The last female winner was Zara Tindall, the Queen’s grandmother, who scooped it for her equestrian achievements in 2006. Just 13 women have won the BBC award since 1954, and this is the longest time a woman has not won for since the show began.
Ms Murray’s son, tennis star Andy, has won the prize more times than women have in the last 20 years.
The process for choosing the winner was changed in 2018, with a longer shortlist drawn up in the hope to give a chance to more diverse sportspeople. The shortlist also was not released in advance for the first time, in order to stop fan campaigns before the evening.
Last year’s awards ceremony drew criticism after they decided to showcase women’s football by putting on a dance display by women in football shirts. Many pointed out at the time that women should be recognised with awards, rather than dances.
Judy Murray told the Mail on Sunday that she "would like the annual BBC Sports Personality of the Year to be broken down into male and female categories, in order to create a more even playing field."
Female sports professionals agree. Liz Young, English Ladies European Tour Professional, told The Telegraph that women will have to "create their own prize" as it is unlikely they will win the general award.
She said: "Unfortunately, if a woman wants to win BBC Sports Personality of the year, they will want to create their own prize. I can’t see how a woman is going to win Sports Personality of the Year.
"Georgia Hall won the Open in 2018, that was a phenomenal achievement and she didn’t even make the shortlist.

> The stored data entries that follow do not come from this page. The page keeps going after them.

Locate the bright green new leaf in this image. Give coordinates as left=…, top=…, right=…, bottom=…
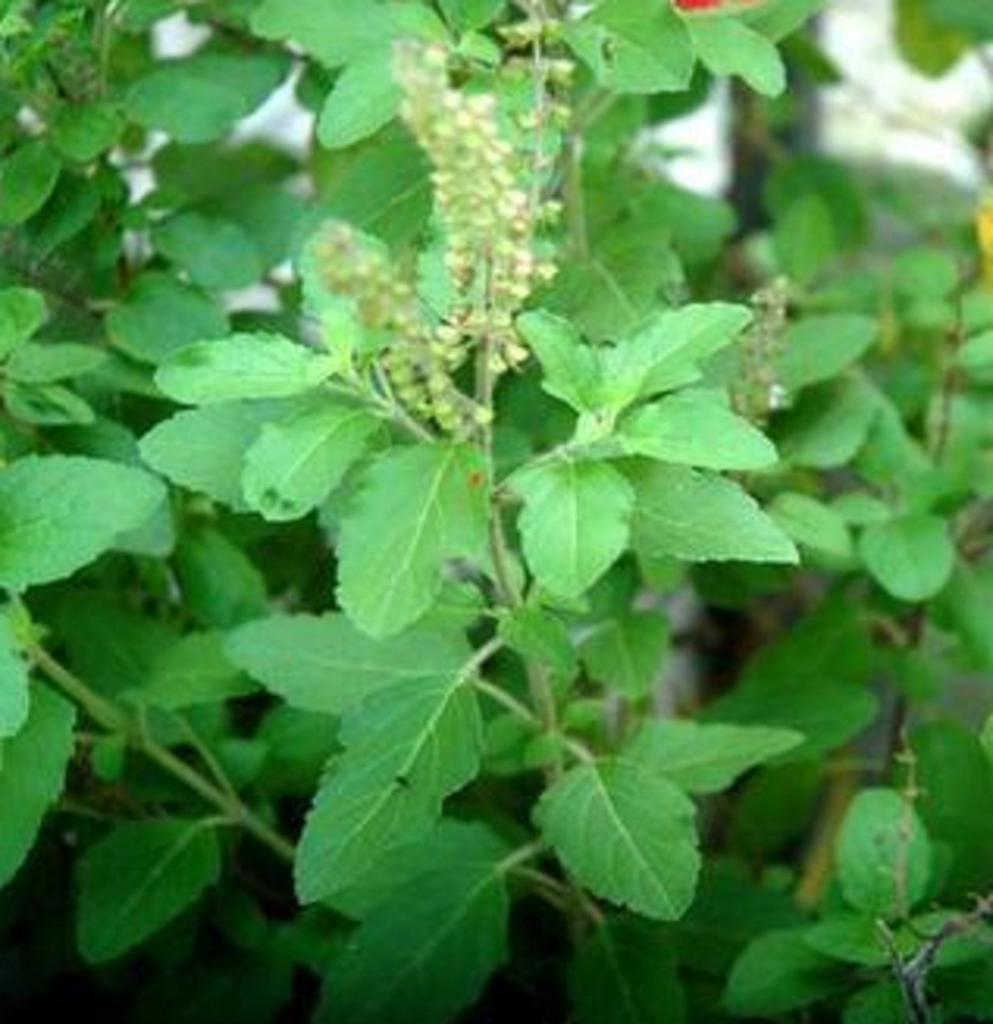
left=580, top=611, right=668, bottom=699
left=515, top=310, right=603, bottom=412
left=226, top=612, right=470, bottom=715
left=623, top=720, right=803, bottom=794
left=337, top=444, right=488, bottom=637
left=629, top=463, right=797, bottom=565
left=535, top=758, right=700, bottom=920
left=0, top=140, right=60, bottom=224
left=0, top=287, right=46, bottom=359
left=140, top=402, right=276, bottom=510
left=318, top=50, right=400, bottom=149
left=242, top=400, right=381, bottom=521
left=0, top=612, right=29, bottom=740
left=76, top=818, right=222, bottom=962
left=836, top=789, right=933, bottom=918
left=769, top=493, right=853, bottom=560
left=316, top=858, right=509, bottom=1024
left=776, top=315, right=878, bottom=392
left=156, top=333, right=337, bottom=405
left=568, top=917, right=686, bottom=1024
left=295, top=673, right=483, bottom=902
left=513, top=459, right=634, bottom=599
left=859, top=514, right=955, bottom=602
left=0, top=687, right=75, bottom=888
left=688, top=17, right=786, bottom=97
left=617, top=391, right=778, bottom=471
left=566, top=0, right=694, bottom=94
left=251, top=0, right=393, bottom=67
left=4, top=342, right=105, bottom=384
left=0, top=456, right=165, bottom=592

You just feel is it that they are not seen on television as much, so because they don’t get as much publicity – the general public don’t vote for them because of who they are and what they achieved. Until that changes, I would agree with Judy that the women need their own Sports Personality of the Year award because they need that recognition."
The golf champion added that if in the future, women’s sport becomes more prominent, female winners of SPOTY would be more likely.
She explained: "If you can have a woman standing up with one of the trophies, people can see it and with it being on the BBC, which has the biggest viewership. You need girls to say ‘I want to be Charley Hull [top English golfer] or Georgia Hall’ and not ‘I want to be Tiger Woods’.
"If you as a female athlete are playing to much smaller amounts of viewers and then men are playing to millions, then who are the public going to choose?"
Judy Murray has more ideas about how to help women in sport. To help female athletes feel more comfortable, there should be plug sockets for hair straighteners in changing rooms, she added.
The tennis coach explained: "We need far more plug sockets in changing rooms so girls know they can dry or straighten their hair after training. I’ve always worn my hair short because it was easier to manage; but the world has changed, social media has made even young girls a lot more conscious of their appearance and we have to adapt."
She said her son has been working to push for equality, adding: "Andy in particular has always been good at speaking out for women. He was also the first top male player to take on a female coach and he speaks up consistently about equality, which has a really big impact, ironically because he’s a man.
"This isn’t just about women; the importance of male advocacy to effect change is huge."